To get at the heart of why this book is so seminal to me I really had to think about what continually draws me back to the Victorian era. The truth is it isn't the stuff of period dramas. It isn't the clothes, it isn't the bygone days of culture and manners. I know that might come as a shock, being the lover of miniseries and historical literature that I am. But what truly fascinates me about this time period is the danger, the menace lurking in the fog, and Jack the Ripper. Even as a teenager I had a love of the lurid, the Penny Dreadful, the danger coupled with the romance of another time. A world of manners coupled with skulduggery. The two sides of the coin, if you will, the refinement living alongside the heinous. If I had the ability to time travel I would totally use it just to solve the unsolvable and find out who really was Jack the Ripper. I'd probably use my power on other unsolved cases, but Jack the Ripper, the impact on society to this day is amazing. I can not count the number of interpretations that I have read, watched, and played over the years. Yes, I did play a Sherlock Holmes Jack the Ripper video game. I never won it, but I remember scraping Macassar oil off a door and analyzing it in the lab at 221B Baker Street.
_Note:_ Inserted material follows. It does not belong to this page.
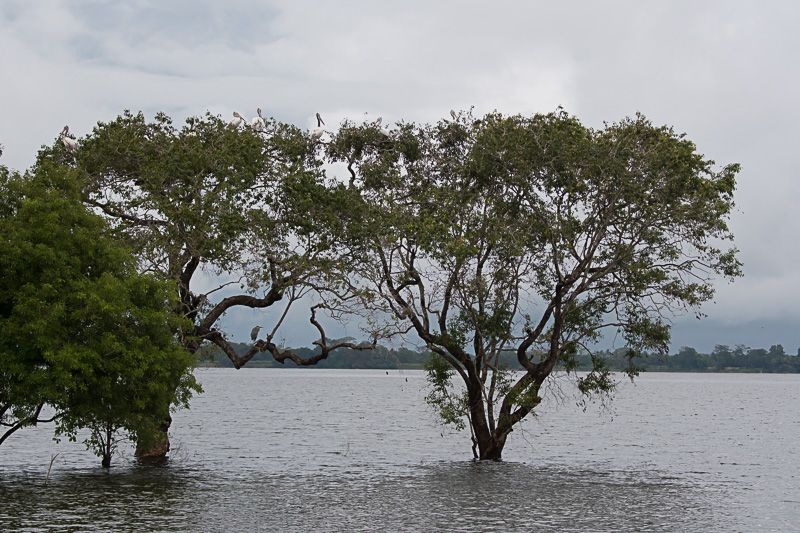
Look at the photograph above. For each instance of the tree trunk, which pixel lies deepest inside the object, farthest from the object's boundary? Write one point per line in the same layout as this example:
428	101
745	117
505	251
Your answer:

Reading The Affinity Bridge while watching Whitechapel on the side made me have this eureka moment revealing myself to myself in all it's depravity. I finally got it. The murderers, the pickpockets, the thieves, all being routed out by the erstwhile detectives, I thrive on this. I search out that darker aspect in Victorian crime. I want stories worthy of the legend of Jack the Ripper, and that is what George delivers. The glowing policeman coming out of the darkness to revenge his death, seriously, chills. The revenants being a plague on the slums wherein any patch of fog could mean, not just your death, but a horrid and painful demise of being turned into an abomination, a great twist on zombies. This book is a Penny Dreadful for a modern sensibility. Not just relying on a Jack the Ripper type character, but expanding the horror to include the supernatural, the occult, and most terrifying of all, the rapid advancement of technology. These Automatons are literally the stuff of my nightmares, part Sonny from I Robot, part Cylon, and all the horror I never really felt for the Cybermen rolled into one.

But The Affinity Bridge couples this Victorian doom and gloom with a lighter almost campy air. During my re-reading of the book I almost felt as if Newbury was too British. Too much a parody of a man who will do anything for king and country. How does this lead to a positive you might be asking yourself right about now, well, I'm getting to it. The partnership of Newbury and Hobbes is very much reminiscent of that of John Steed and Emma Peel. This book is all the campy fun of a Victorian series of The Avengers, and no, not The Avengers with Loki. If you look at the complete run of The Avengers the four years between 1965-1968 were the shows glory years. Steed needed Emma. The show actually was on the air for many years before and after Mrs. Peel, but it is Mrs. Peel that balances Steed. This is how I view the relationship of Newbury and Hobbes. Newbury IS too campy, too British, because he isn't complete without Veronica. They balance each other to create a perfect partnership. I can only hope that they will keep walking arm and arm into the fog to fend off the next fiend and finish the day with a pot of Earl Grey.